For Union and Management:
(i) Collective bargaining should be made an educational as well as a bargaining process. It should offer to trade union leaders an opportunity to present to the management the wants, the desires, the grievances and the attitudes of its- employees, and make it possible for the management to explain to union leaders and, through them, to its employees, the economic problems which confront it.
(ii) The management and the trade union must look upon collective bargaining as a means of finding the best possible solution, and not as a means of’ acquiring as much as one can while conceding the minimum. There must be an honest attempt at solving a problem rather than at a compromise.
(iii) Both the parties to a dispute should command the respect of each other and should have enough bargaining power to enforce the terms of the agreement that may be arrived at.
(iv) There must be mutual confidence, good faith, and a desire to make collective bargaining effective in practice.
(v) There should be an honest, able and responsible leadership, for only this kind of leadership will make collective bargaining effective and meaningful.
(vi) The two parties should meticulously observe and abide by all the national and state laws which are applicable to collective bargaining.
(vii) Both the parties must bear in mind the fact that collective bargaining is, in a sense, a form of price fixation and that any successful collective bargaining depends, in the last analysis, on whether the management and the trade union do a good job of ensuring that the price of labour is properly adjusted to other prices.

For the Management:
(i) The management must develop and consistently follow a realistic labour policy, which should be accepted and implemented by all its representatives.
(ii) In order to ensure that the trade union feels that its position in the organisation or factory is secure, the management must grant recognition to it without any reservations and accept it as a constructive force in the organisation and the industry.

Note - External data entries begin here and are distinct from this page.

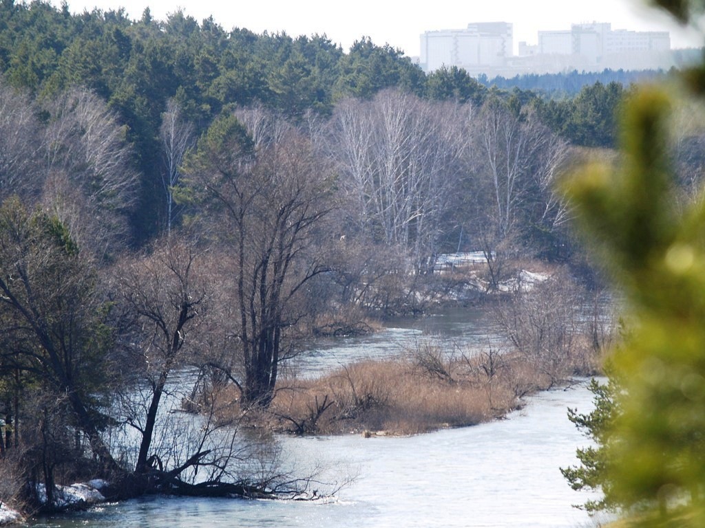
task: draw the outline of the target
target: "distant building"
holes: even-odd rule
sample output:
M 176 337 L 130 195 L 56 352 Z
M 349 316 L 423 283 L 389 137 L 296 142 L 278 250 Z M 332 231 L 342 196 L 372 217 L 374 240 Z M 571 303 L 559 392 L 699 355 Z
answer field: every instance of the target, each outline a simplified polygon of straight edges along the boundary
M 513 46 L 511 24 L 472 23 L 465 30 L 424 33 L 419 62 L 426 72 L 458 66 L 471 75 L 489 77 L 572 70 L 668 69 L 674 64 L 668 32 L 613 30 L 608 23 L 539 31 L 538 44 L 519 43 L 518 56 L 513 54 Z
M 512 25 L 506 22 L 468 24 L 465 30 L 427 31 L 421 35 L 421 65 L 426 71 L 460 66 L 468 71 L 501 69 L 512 56 Z

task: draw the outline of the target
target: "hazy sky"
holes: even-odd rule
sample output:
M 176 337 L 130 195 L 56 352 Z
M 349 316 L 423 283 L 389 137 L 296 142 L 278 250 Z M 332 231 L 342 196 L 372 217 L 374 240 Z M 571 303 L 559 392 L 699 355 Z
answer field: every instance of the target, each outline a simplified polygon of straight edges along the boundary
M 54 0 L 58 5 L 60 0 Z M 367 36 L 407 55 L 419 55 L 419 36 L 434 30 L 462 29 L 471 22 L 510 22 L 515 49 L 520 41 L 536 44 L 539 30 L 567 30 L 572 23 L 610 22 L 612 29 L 668 30 L 672 47 L 703 45 L 701 36 L 644 6 L 644 0 L 68 0 L 73 12 L 94 7 L 123 7 L 139 18 L 149 6 L 164 20 L 180 8 L 199 21 L 212 15 L 226 30 L 246 27 L 256 33 L 325 34 L 347 51 Z

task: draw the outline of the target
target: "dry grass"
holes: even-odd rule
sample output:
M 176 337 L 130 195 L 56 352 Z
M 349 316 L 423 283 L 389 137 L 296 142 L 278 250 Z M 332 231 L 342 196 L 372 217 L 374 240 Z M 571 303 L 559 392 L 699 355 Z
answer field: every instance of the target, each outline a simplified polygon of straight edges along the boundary
M 296 434 L 414 434 L 472 425 L 505 415 L 522 398 L 575 375 L 596 372 L 588 340 L 560 361 L 489 349 L 448 355 L 426 343 L 386 360 L 342 367 L 316 379 L 280 379 L 266 411 L 243 413 L 232 387 L 214 396 L 223 420 Z
M 565 379 L 587 353 L 560 365 Z M 298 434 L 413 434 L 496 419 L 556 384 L 556 372 L 517 353 L 446 357 L 434 347 L 343 367 L 314 380 L 282 380 L 259 425 Z

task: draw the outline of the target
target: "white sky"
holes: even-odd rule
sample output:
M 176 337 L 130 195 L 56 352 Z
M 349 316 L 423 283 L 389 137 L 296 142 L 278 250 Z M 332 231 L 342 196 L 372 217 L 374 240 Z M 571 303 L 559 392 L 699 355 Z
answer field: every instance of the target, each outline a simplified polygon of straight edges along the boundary
M 59 5 L 60 0 L 53 0 Z M 200 22 L 212 15 L 225 30 L 246 27 L 256 33 L 286 32 L 292 37 L 325 34 L 348 51 L 363 36 L 376 44 L 419 54 L 425 31 L 462 29 L 472 22 L 514 25 L 515 52 L 520 41 L 536 44 L 539 30 L 568 30 L 572 23 L 609 22 L 612 29 L 670 32 L 671 47 L 700 46 L 705 40 L 645 6 L 645 0 L 68 0 L 72 12 L 125 8 L 130 18 L 149 6 L 152 18 L 164 20 L 179 8 Z

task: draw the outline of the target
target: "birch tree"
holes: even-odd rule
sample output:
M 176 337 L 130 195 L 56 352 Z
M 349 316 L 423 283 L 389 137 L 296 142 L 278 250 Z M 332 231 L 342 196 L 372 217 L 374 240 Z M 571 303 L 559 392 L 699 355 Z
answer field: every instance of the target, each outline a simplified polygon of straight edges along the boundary
M 166 201 L 166 233 L 169 234 L 176 213 L 173 189 L 178 184 L 184 156 L 193 139 L 193 125 L 184 120 L 178 103 L 173 99 L 168 100 L 166 111 L 161 116 L 159 139 L 164 149 L 161 183 Z
M 136 198 L 137 175 L 126 128 L 85 89 L 70 90 L 46 110 L 45 205 L 80 245 L 109 254 L 126 237 Z
M 398 91 L 350 99 L 333 115 L 329 147 L 355 208 L 357 230 L 408 251 L 422 266 L 442 233 L 463 151 L 467 106 Z
M 269 118 L 260 133 L 220 118 L 188 165 L 190 184 L 219 226 L 233 307 L 223 340 L 231 360 L 221 367 L 245 406 L 271 401 L 280 365 L 295 351 L 287 337 L 301 315 L 297 298 L 325 270 L 314 242 L 328 212 L 327 175 L 306 137 Z

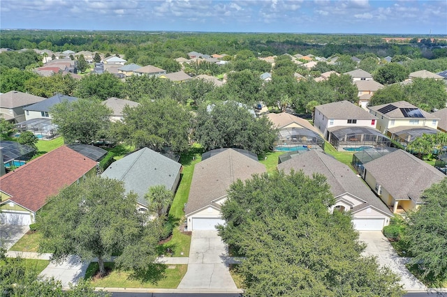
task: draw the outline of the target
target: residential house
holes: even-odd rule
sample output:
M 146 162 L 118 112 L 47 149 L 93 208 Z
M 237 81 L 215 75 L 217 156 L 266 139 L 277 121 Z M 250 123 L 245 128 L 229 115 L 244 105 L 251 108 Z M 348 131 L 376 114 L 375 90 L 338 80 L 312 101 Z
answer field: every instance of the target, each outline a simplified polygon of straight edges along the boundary
M 161 68 L 159 68 L 158 67 L 152 66 L 152 65 L 147 65 L 140 68 L 134 70 L 133 73 L 135 75 L 147 75 L 147 76 L 159 77 L 162 75 L 166 75 L 166 70 Z
M 171 82 L 184 82 L 191 79 L 192 77 L 183 71 L 167 73 L 160 75 L 160 78 L 166 78 Z
M 369 103 L 371 97 L 383 87 L 383 85 L 375 80 L 354 80 L 353 84 L 358 89 L 358 106 L 367 110 L 366 107 Z
M 364 165 L 365 181 L 393 213 L 424 204 L 423 192 L 446 176 L 404 150 L 397 150 Z
M 431 73 L 425 69 L 423 70 L 415 71 L 413 73 L 410 73 L 410 75 L 409 75 L 409 78 L 410 79 L 412 79 L 414 78 L 431 78 L 435 80 L 444 79 L 444 77 L 441 77 L 441 75 L 438 75 L 436 73 Z
M 221 80 L 219 80 L 217 77 L 214 77 L 214 76 L 207 75 L 199 75 L 195 77 L 196 79 L 205 79 L 207 82 L 211 82 L 214 84 L 215 86 L 221 86 L 224 85 L 224 82 Z
M 140 68 L 141 66 L 140 65 L 133 64 L 133 63 L 125 65 L 118 68 L 118 73 L 123 73 L 124 75 L 128 77 L 133 75 L 133 71 Z
M 103 101 L 102 103 L 112 109 L 112 116 L 110 116 L 110 121 L 112 122 L 122 121 L 123 109 L 126 106 L 135 107 L 140 105 L 140 103 L 137 102 L 119 99 L 115 97 L 110 98 L 106 100 Z
M 182 165 L 148 148 L 142 148 L 112 163 L 101 176 L 124 183 L 126 192 L 138 195 L 140 211 L 147 209 L 145 195 L 153 185 L 163 185 L 174 193 Z
M 354 229 L 358 231 L 381 231 L 390 223 L 393 213 L 347 165 L 317 151 L 309 151 L 278 165 L 278 169 L 289 174 L 302 171 L 312 176 L 326 176 L 335 203 L 330 211 L 350 211 Z
M 41 119 L 41 118 L 49 118 L 52 119 L 50 114 L 50 109 L 54 105 L 61 103 L 64 100 L 68 102 L 76 101 L 78 98 L 76 97 L 68 96 L 66 95 L 56 94 L 52 97 L 45 99 L 43 98 L 40 102 L 23 107 L 23 110 L 25 113 L 26 121 L 31 120 L 32 119 Z
M 214 230 L 224 224 L 220 210 L 230 185 L 265 172 L 257 155 L 247 151 L 222 148 L 203 154 L 194 167 L 184 208 L 187 230 Z
M 97 162 L 61 146 L 0 177 L 0 222 L 29 225 L 47 199 L 96 174 Z
M 23 121 L 25 120 L 24 107 L 44 100 L 43 97 L 18 91 L 10 91 L 0 94 L 0 116 L 13 123 Z
M 388 137 L 376 129 L 376 118 L 361 107 L 346 100 L 315 107 L 314 125 L 335 147 L 386 145 Z
M 356 69 L 355 70 L 349 71 L 344 74 L 351 75 L 353 81 L 372 80 L 372 75 L 362 69 Z
M 433 112 L 432 116 L 439 119 L 438 130 L 447 133 L 447 107 Z
M 103 59 L 105 64 L 119 64 L 124 65 L 127 61 L 116 56 L 110 56 L 108 58 Z
M 309 121 L 288 114 L 267 114 L 265 115 L 278 131 L 277 149 L 305 146 L 305 147 L 324 146 L 324 139 L 320 131 Z
M 377 128 L 405 145 L 423 134 L 437 132 L 439 119 L 407 102 L 367 107 L 377 117 Z

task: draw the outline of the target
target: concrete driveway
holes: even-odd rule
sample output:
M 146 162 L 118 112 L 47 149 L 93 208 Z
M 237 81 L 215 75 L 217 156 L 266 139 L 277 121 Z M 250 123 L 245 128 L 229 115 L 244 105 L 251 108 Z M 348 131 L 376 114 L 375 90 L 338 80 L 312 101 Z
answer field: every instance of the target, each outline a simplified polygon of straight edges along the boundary
M 193 231 L 182 289 L 237 290 L 228 271 L 228 250 L 215 231 Z
M 70 283 L 77 284 L 80 278 L 84 277 L 89 264 L 90 262 L 82 262 L 77 256 L 70 256 L 60 264 L 52 261 L 42 271 L 41 275 L 60 280 L 62 286 L 67 288 Z
M 360 231 L 360 240 L 367 245 L 363 254 L 376 256 L 381 266 L 386 266 L 401 277 L 404 289 L 423 289 L 427 287 L 405 267 L 406 259 L 400 257 L 388 240 L 379 231 Z
M 0 246 L 3 245 L 7 250 L 9 250 L 28 231 L 29 231 L 29 226 L 0 224 Z

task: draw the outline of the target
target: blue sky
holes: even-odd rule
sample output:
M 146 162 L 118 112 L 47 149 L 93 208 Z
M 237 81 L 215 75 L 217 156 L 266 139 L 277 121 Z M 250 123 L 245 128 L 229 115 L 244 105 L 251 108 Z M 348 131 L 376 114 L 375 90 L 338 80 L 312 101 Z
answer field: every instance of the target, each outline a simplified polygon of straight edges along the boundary
M 447 0 L 1 0 L 0 27 L 447 34 Z

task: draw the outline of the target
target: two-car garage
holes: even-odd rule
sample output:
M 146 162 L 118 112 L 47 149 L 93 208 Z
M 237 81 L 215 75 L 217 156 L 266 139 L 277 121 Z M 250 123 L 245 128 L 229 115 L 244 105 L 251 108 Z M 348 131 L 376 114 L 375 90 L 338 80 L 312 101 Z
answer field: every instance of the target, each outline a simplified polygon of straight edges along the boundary
M 191 218 L 188 222 L 188 230 L 215 230 L 217 224 L 224 224 L 225 221 L 219 218 Z

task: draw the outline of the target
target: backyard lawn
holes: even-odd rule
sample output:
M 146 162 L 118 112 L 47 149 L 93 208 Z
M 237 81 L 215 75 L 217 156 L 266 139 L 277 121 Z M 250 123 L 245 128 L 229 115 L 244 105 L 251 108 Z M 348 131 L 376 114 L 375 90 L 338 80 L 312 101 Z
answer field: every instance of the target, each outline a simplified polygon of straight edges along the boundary
M 175 289 L 184 274 L 187 265 L 156 264 L 154 269 L 146 271 L 144 275 L 135 275 L 132 272 L 113 270 L 114 263 L 106 262 L 108 275 L 96 278 L 94 275 L 99 270 L 97 262 L 91 262 L 85 273 L 85 279 L 90 280 L 96 288 L 163 288 Z

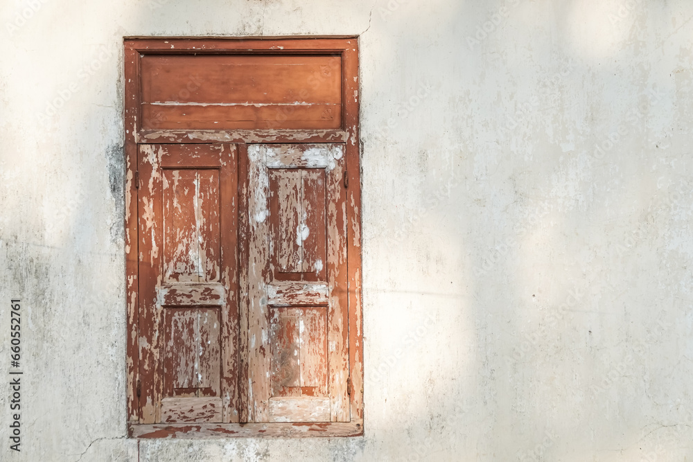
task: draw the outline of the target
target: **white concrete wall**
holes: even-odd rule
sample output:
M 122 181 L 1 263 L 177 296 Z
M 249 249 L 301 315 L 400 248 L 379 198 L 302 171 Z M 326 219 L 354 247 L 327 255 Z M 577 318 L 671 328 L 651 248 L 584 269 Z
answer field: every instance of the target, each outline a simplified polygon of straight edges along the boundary
M 687 0 L 4 0 L 0 459 L 693 460 L 692 17 Z M 122 37 L 332 34 L 361 35 L 365 436 L 138 444 Z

(iii) The management should not assume that employee goodwill will always be there for it. It should periodically examine the rules and regulations by which its labour force is governed. In this way, it will be able to determine the attitudes of its employees, promote their comfort, and gain their goodwill and co-operation.
(iv) The management should act upon the assumption that, in order to make the trade union a responsible and conservative body, it is essential that it should be fairly treated. It should, moreover, establish such a satisfactory relationship with the trade union and its representatives that the latter will not lightly do anything that is capable of jeopardising that relationship.
(v) The management should not wait for the trade union to bring employee grievances to its notice but should rather create the conditions in which the trade union will not do so, and should settle the grievances of the employees even before the trade union brings them to the notice of the management.
(vi) The management should deal with only one trade union in the organisation. If two trade unions seek recognition, no negotiations should be undertaken till one of them establishes the fact of having a majority of the membership of the employees in its organisation.
(vii) While weighing the economic consequences of collective bargaining, the management should place greater emphasis on social considerations.

For the Trade Union:
(i) In view of the rights granted to organised labour, it is essential that trade unions should eliminate racketeering and other undemocratic practices within their own organisations.
(ii) Trade union leaders should not imagine that their only function is to secure higher wages for their members, and shorter hours of work and better working conditions for them. They and their members have an obligation to assist the management in the elimination of waste and in improving the quality and quantity of production.
(iii) Trade union leaders should appreciate the economic implications of collective bargain¬ing, for their demands are generally met from the income and resources of the organisation in which their members are employed.
(iv) Trade union leaders should assist in the removal of such restrictive rules and regulations as are likely to increase costs and prices, reduce the amount that can be paid out as wages and tend to make for low employment and in the long-run lower the standard of living of all sections of society.
(v) Trade unions should resort to strikes only when all other methods of settling a dispute have failed to bring about satisfactory results.